Abu Dhabi, UAETuesday 19 November 2019

The past decade has thrown opportunities at us to build our resilience to global shocks

We have had to suffer the consequences of the 2000s such as the global financial crash and uprisings in the Arab world

A protester pleads with soldiers to allow her through the wire barricade outside the Tunisian prime minister's office on January 24, 2011 in Tunis. Christopher Furlong / Getty Images
A protester pleads with soldiers to allow her through the wire barricade outside the Tunisian prime minister's office on January 24, 2011 in Tunis. Christopher Furlong / Getty Images

We have less than eight weeks left of 2019 and there could still be so much that happens before the end of it that making any kind of predictions about what 2020 might hold seems foolhardy. This year has already shown remarkable and, at times, frightening developments, particular in the last few months. From attacks on Saudi Aramco facilities in September to the current wave of protests in Lebanon and Iraq, we have been building to a kind of crescendo as we head into 2020.

Perhaps, then, rather than looking towards the next 12 months, it is worth examining the past decade as a whole. The 2010s started almost as a footnote to the previous 10 years. We had thought then that the worst was behind us, from the war on terrorism to the global financial crisis. We began 2010 hoping that we had the answers to avert the excesses of globalisation and avoid the price for not living sustainably, not just in terms of the environment but philosophically. To be sustainable, we must avoid the thinking that we need to have more. Rather, we need to understand that we have enough.

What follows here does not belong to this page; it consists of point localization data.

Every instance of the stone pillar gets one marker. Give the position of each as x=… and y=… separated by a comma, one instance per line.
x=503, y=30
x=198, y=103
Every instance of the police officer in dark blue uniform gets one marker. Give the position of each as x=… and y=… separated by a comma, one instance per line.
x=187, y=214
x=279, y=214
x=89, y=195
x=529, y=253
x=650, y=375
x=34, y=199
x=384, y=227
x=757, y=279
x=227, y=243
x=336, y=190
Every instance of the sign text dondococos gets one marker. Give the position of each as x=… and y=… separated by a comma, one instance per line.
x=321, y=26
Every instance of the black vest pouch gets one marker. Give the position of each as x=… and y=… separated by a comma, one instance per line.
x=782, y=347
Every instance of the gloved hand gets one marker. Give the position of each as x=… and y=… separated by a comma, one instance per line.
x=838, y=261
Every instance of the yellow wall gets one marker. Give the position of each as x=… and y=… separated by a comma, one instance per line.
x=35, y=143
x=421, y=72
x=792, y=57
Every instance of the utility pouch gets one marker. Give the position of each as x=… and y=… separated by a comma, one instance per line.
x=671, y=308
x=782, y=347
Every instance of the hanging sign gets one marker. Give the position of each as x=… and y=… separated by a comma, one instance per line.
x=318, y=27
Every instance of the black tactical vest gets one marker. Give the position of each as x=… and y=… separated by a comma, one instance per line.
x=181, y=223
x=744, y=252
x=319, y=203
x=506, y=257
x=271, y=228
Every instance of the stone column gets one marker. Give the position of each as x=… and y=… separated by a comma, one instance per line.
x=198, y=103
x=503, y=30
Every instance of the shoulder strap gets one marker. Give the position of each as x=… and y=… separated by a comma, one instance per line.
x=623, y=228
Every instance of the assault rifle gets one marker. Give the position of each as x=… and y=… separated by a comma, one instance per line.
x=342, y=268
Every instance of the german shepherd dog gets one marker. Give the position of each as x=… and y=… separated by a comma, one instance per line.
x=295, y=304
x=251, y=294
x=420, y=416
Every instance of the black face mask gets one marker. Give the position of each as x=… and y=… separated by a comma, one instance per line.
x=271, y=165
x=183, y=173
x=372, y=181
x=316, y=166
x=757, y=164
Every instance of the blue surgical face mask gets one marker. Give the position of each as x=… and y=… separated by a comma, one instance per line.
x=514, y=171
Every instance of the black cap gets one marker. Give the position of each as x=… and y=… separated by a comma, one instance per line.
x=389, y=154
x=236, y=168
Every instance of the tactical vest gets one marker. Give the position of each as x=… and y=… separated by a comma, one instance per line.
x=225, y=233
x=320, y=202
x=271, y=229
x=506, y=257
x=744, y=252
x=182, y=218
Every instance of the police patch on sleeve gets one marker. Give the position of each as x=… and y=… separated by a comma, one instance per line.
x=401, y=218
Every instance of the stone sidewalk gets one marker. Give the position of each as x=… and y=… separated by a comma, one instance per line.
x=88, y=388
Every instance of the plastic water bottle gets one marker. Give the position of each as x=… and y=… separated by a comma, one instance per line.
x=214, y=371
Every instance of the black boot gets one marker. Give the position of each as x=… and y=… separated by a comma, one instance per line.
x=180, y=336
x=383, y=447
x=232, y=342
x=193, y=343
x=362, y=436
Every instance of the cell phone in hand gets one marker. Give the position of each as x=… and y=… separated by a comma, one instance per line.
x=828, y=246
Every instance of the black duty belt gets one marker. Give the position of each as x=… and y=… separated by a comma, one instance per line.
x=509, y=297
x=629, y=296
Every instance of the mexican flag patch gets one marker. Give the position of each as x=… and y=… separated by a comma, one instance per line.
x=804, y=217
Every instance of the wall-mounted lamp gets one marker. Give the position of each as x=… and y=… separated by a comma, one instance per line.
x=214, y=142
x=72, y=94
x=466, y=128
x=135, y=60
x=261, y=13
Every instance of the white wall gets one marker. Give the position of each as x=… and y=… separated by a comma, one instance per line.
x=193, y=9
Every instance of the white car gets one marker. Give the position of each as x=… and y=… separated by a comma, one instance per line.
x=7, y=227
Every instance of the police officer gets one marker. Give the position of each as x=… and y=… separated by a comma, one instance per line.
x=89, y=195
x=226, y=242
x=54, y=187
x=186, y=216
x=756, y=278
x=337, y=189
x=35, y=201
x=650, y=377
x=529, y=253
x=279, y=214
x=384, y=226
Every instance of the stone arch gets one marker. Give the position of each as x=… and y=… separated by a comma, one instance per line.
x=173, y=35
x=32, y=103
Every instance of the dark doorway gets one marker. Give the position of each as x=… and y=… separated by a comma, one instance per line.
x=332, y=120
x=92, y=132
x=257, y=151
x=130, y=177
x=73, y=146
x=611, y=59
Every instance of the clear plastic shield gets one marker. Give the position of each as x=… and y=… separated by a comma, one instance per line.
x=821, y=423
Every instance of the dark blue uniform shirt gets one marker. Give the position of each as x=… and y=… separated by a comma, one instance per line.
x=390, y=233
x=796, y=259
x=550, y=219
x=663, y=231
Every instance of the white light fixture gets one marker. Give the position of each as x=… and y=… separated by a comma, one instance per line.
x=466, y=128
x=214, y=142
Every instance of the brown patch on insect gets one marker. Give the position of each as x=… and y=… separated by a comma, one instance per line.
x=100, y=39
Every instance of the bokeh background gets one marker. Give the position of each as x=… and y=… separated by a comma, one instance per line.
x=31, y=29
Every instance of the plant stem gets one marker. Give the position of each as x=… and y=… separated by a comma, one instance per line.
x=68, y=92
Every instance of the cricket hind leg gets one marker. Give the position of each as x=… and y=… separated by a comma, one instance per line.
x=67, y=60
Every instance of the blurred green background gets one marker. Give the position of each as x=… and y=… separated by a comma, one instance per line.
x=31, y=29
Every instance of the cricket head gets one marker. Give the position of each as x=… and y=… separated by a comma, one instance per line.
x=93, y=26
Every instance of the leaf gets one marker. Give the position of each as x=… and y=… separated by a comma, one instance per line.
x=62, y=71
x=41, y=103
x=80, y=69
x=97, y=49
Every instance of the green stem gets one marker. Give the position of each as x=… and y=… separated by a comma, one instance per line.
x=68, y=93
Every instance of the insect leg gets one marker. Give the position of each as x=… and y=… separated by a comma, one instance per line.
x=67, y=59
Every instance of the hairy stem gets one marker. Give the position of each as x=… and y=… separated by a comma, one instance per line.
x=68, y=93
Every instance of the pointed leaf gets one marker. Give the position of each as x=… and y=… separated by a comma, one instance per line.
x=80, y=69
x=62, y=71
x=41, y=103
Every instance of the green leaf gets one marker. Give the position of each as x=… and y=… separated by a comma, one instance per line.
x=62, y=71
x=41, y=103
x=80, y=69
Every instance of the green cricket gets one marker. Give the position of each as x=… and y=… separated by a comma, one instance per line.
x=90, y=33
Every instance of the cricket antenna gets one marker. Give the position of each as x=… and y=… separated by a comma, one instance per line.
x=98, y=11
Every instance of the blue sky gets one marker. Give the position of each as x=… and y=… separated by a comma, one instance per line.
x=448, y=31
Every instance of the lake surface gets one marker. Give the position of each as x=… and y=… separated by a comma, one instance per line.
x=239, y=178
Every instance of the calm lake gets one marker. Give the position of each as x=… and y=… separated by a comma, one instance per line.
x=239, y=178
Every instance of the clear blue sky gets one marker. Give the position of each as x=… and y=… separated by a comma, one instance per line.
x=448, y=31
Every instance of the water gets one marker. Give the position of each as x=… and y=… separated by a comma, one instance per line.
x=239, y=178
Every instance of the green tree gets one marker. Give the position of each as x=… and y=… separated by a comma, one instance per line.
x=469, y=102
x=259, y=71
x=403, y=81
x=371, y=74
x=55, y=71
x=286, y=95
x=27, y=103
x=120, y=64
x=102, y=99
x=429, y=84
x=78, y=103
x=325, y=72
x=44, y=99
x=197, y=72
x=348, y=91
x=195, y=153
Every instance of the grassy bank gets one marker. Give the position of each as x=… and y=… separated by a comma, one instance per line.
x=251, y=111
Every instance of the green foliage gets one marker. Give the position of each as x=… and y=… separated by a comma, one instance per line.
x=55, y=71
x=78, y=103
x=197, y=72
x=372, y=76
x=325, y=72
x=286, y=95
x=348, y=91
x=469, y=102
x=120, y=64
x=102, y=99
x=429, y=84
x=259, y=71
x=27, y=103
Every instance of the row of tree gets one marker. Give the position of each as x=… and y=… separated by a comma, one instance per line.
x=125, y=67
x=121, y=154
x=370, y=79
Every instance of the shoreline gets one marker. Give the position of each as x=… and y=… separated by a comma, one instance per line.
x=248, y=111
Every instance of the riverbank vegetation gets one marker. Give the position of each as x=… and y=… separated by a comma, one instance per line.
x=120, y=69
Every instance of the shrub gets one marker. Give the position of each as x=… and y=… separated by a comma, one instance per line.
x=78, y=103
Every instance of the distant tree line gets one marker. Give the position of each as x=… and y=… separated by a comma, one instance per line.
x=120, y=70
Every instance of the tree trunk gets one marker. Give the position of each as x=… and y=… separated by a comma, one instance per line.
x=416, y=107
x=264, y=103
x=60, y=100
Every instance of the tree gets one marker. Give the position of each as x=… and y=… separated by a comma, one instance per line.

Ten years ago, we thought we had won the war on terror. After the death of Osama bin Laden in 2011, we faced the horror of ISIS. No one now says that with the death of Baghdadi we have won anything

In any case, the idea that we would not have to suffer the consequences of the 2000s was just wishful thinking and the past decade has instead been an exercise in building resilience.

Looking back, while the uprisings in Tunisia and elsewhere in the region felt momentous then, now we can see them as one phase in perhaps a longer period of transition in the Middle East and North Africa that will continue to be marked by sporadic and tumultuous upheavals. The conflict in Syria has ossified to the point that it is feeling like a permanent feature of the geopolitical landscape, rather than something that can be resolved.

And in this decade, we thought we had won the war on terror. The death of Al Qaeda leader Osama bin Laden in 2011 was supposed to be proof of that. Instead, we faced the horror of ISIS. Now no one is attempting to say that we have won anything with the death of Abu Bakr Al Baghdadi. In fact, we are ready and braced for the backlash.

The global economy splutters along. After suffering the financial shocks of 2009, it had felt like we had staved off Armageddon. In reality, we swapped a rapid crash of the current capitalist system for a long-drawn-out death spiral that we still hope to escape. There are those rubbing their hands with glee for the chance to rip up capitalism and start anew. They might have their chance soon enough. The beginning of this year was marked by the US-China trade war. It is still ongoing, even as a rapprochement is ever so close. The uncertainty around it ever materialising has become normal.

I write all of this not to depress you. Actually, given what we have dealt with, I am remarkably optimistic. For the past decade, we have been building our resilience. In previous decades, we might have allowed our excesses free rein but in the 2010s, we have not had such luxuries. Across all fields of life, we understand that we can take nothing for granted any more.

The biggest issues facing us as we head into a new decade are still so complex. Can we actually rally our efforts to help mitigate the impact of climate change? How can we accelerate the creation of job opportunities in the Middle East? What can be done to ensure that the threat of all kinds of extremism does not overwhelm us?

These might be massive challenges – but are they really new? Have we not been tackling them every single day without pause for several decades now? Should they continue to frighten us? Certainly not into paralysis or indecision. We must take them seriously but we also know that we have the strength, capability and ingenuity to meet them.

There will be new crises to come that we have not yet fathomed. There always are. This time though, as we head into the 2020s, I feel as if we are armed with a resilience that will help harness our most creative and innovative spirits to find our way through.

The next decade is likely to be just as difficult as the last but we have changed. We are better equipped and I hope wiser and less afraid than we were ten years ago. In that sense I can say with confidence, bring on 2020.